Alongside the studio, Niharika and Praneet also operate Little Monk Talent Management, a subsidiary representing directors, photographers, cinematographers, stylists, producers, hair and makeup artists, and AI visualisers.
The Inflection Point
India’s content economy is expanding at extraordinary speed. OTT platforms are producing at scale, D2C brands are investing heavily in premium visual storytelling, and luxury brands are finding an increasingly confident Indian voice.
Across all these sectors, the demand for high-quality, culturally intelligent production is growing faster than the supply of studios capable of delivering it consistently.
Studio Little Dumpling has been quietly building the infrastructure to meet that demand since 2017.
The foundation is built. The reputation is established. The capabilities are documented. What comes next is scale.
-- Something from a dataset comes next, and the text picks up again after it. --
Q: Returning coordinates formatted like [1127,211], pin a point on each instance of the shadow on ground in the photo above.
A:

The studio is approaching the kind of inflection point that arrives only once in a company’s early life – the moment when a respected insider secret begins its transition into an industry institution.
That transition will be worth watching.
A Final Note
There is a particular kind of business that the market consistently undervalues until it can no longer afford to.
The kind that is too busy doing excellent work to spend time announcing it. The kind whose clients return not out of habit but out of genuine conviction that nobody else does it quite as well.
Studio Little Dumpling has spent four years being exactly that business.
The next chapter, by all indications, will be considerably louder.
Studio Little Dumpling is a Mumbai-based full-service media, content, art, and production studio operating across India and internationally, with productions spanning Thailand, the Maldives, and Singapore. Its subsidiary, Little Monk Talent Management, represents behind-the-camera talent across film, fashion, and digital content.